The cult of jargon

Business bullshit has moved on, so why hasn't social theory bullshit changed since the 1990s?
July 21, 2010

 

I had a funny experience the other day, while reading a book I'd been sent for review. I found myself feeling like an undergraduate again. This was a history book at the social theory end of things—and it wasn't so much what it said as the way it said it that filled my mouth with the taste of soggy cake and lime tea.

It was such fun. I went through playing buzzword bingo. "Disruptive"—Bing! "Porous"—Bing! "Overdetermined"—Bing! "Complexly dialectical"—Bing! Bing! "Problematise"—Bing! "Subaltern"—Bing! "Liminal space"—Bing! Bong!

This was the sort of writer who prided himself on using "structure" and "privilege" as verbs (a friend who once reviewed a rather high-toned book about barbed wire told me that barbed wire "privileges the haptic"—which anyone who has sat on some will surely know).

I shan't name the don in question: it seems unfair when he was only doing what his discipline expected. But it set me thinking about the way this language has survived, and the assumptions that underpin it. What struck me as odd was that the critical idiolect was exactly the same as when I was being taught critical theory as an undergraduate in the mid-1990s.

Events, in this book, didn't just take place: they "enacted" or "dramatised" something. It bore the stamp of an intoxicating but dangerous intellectual habit: that of embracing wall-to-wall textuality by reading everything as a communicative act. Even a sex-crazed serial killer "performed significant cultural work."

The history of this style of thinking has seen some high points: the exuberantly funny over-readings of Roland Barthes, and the barmy but brilliant work of Jesuit scholar Michel de Certeau, who argued that walking down the street in a wibbly-wobbly way or having bad handwriting could be subversive. But when the theorist is in deadly earnest... oy vey.

I was disappointed not to meet my old pal "interpellate," though there were plenty of "subjects," ie people. It made me wonder, too: has the whole laboured deconstructive pun thing had its day? You know: books called things like Mrs Danvers's Cock: Re-Membering Manderley.

Another feature of this sort of discourse is the fussy pluralisation of singulars—"feminisms," "colonialisms"—and the showy singular use of plural-sounding words, like "a poetics."

One of the jewels in the crown of Alan Sokal's famous spoof, when he tricked the journal Social Text into printing a nonsense paper, was calling it, "Transgressing the Boundaries: Towards a Transformative Hermeneutics of Quantum Gravity." This was nearly 15 years ago. Has theory bullshit not moved on at all?

Compare business bullshit. In 1996 it was all "blue-sky thinking" and "pushing the envelope"; now it's "vertical silos" and "going forward." Compare branding bullshit. Lower case letters at the beginnings of words and random diacritics were considered kind of cool back then. Now we're way past that.

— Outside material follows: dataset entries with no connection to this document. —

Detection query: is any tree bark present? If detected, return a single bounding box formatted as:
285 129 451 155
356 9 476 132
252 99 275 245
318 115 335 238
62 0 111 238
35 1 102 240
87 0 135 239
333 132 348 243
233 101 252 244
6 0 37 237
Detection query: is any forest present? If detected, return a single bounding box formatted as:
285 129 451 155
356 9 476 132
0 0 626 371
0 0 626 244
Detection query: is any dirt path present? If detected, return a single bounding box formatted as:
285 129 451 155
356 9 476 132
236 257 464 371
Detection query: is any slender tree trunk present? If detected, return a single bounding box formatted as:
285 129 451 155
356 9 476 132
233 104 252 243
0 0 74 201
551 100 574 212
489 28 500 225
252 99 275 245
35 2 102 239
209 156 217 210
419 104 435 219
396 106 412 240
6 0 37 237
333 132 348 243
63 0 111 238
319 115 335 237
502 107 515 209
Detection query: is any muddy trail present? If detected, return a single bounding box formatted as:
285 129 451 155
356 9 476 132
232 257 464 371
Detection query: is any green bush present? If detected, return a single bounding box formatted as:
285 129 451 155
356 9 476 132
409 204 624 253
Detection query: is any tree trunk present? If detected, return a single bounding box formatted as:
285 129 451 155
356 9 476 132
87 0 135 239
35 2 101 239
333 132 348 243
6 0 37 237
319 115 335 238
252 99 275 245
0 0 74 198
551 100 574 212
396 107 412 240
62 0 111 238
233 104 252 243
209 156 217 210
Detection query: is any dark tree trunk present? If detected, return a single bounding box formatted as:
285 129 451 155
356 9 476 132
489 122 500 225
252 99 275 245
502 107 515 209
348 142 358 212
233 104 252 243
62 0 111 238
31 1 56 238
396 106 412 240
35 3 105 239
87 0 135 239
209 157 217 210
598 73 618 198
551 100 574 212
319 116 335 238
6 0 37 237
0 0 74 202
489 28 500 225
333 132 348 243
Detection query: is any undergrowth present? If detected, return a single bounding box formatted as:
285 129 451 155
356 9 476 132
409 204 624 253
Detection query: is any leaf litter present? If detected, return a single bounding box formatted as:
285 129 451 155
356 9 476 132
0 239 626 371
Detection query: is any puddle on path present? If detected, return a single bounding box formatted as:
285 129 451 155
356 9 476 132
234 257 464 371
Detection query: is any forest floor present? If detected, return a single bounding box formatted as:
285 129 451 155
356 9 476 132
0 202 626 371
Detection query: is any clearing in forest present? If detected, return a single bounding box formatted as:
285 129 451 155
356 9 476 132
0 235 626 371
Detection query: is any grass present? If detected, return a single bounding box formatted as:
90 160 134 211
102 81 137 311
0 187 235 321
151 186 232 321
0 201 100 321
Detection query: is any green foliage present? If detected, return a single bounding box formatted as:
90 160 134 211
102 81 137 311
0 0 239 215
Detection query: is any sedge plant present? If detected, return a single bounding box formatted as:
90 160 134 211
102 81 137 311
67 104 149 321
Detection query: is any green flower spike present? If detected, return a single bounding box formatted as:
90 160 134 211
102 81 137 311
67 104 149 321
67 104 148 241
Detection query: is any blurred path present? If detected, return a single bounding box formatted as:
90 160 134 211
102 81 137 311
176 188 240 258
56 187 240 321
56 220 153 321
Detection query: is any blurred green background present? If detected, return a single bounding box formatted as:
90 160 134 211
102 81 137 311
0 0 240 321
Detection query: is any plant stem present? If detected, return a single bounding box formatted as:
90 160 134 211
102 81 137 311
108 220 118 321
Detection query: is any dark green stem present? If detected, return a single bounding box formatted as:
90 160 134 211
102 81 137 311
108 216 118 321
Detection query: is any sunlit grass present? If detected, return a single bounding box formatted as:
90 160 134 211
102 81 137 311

But theory bullshit? Judging by the book I was reviewing it is still near-on the same. And this suggests that the language of (near-invariably) "radical" transgression and disruption—the lingua franca of cultural theory—is, well, intensely conservative. Reading this book was like meeting a coelacanth.

There are two charges that can be levelled at me. The first is of anti-intellectualism. I am childishly ridiculing these terms because I don't understand them. I am missing the force of the precise, yet necessarily unstable, networks of meaning that they generate. To this charge, I hold up my hands... the better to stick my thumbs in my ears and blow a raspberry.

The clanking vocabulary of transgression and disruption is more easily used to make a gesture towards complexity than to elucidate it. Why? Because you sound both clever and progressive if—damning previous work on the subject as naive—you state that it's much more complicated than that. Few people are going to risk standing up and saying: no, it really is much simpler. Then all you do is go through finding things that are contradictory and announce that their relationship is dialectical, or overdetermined, or self-consuming or what have you.

The second charge against me could be that I encountered a rogue theorist: the lone Japanese soldier still patrolling in the deep jungle 30 years after the end of the war. But I don't buy that. Academia is a language community, or set of them.

So my point is this. If it is a vocabulary that has barely changed in a decade and a half, and remains scarcely intelligible to laymen, it's a language that, like our coelacanth, has been living in a closed ecosystem. And when academic speaks only unto academic, that can't be a good thing.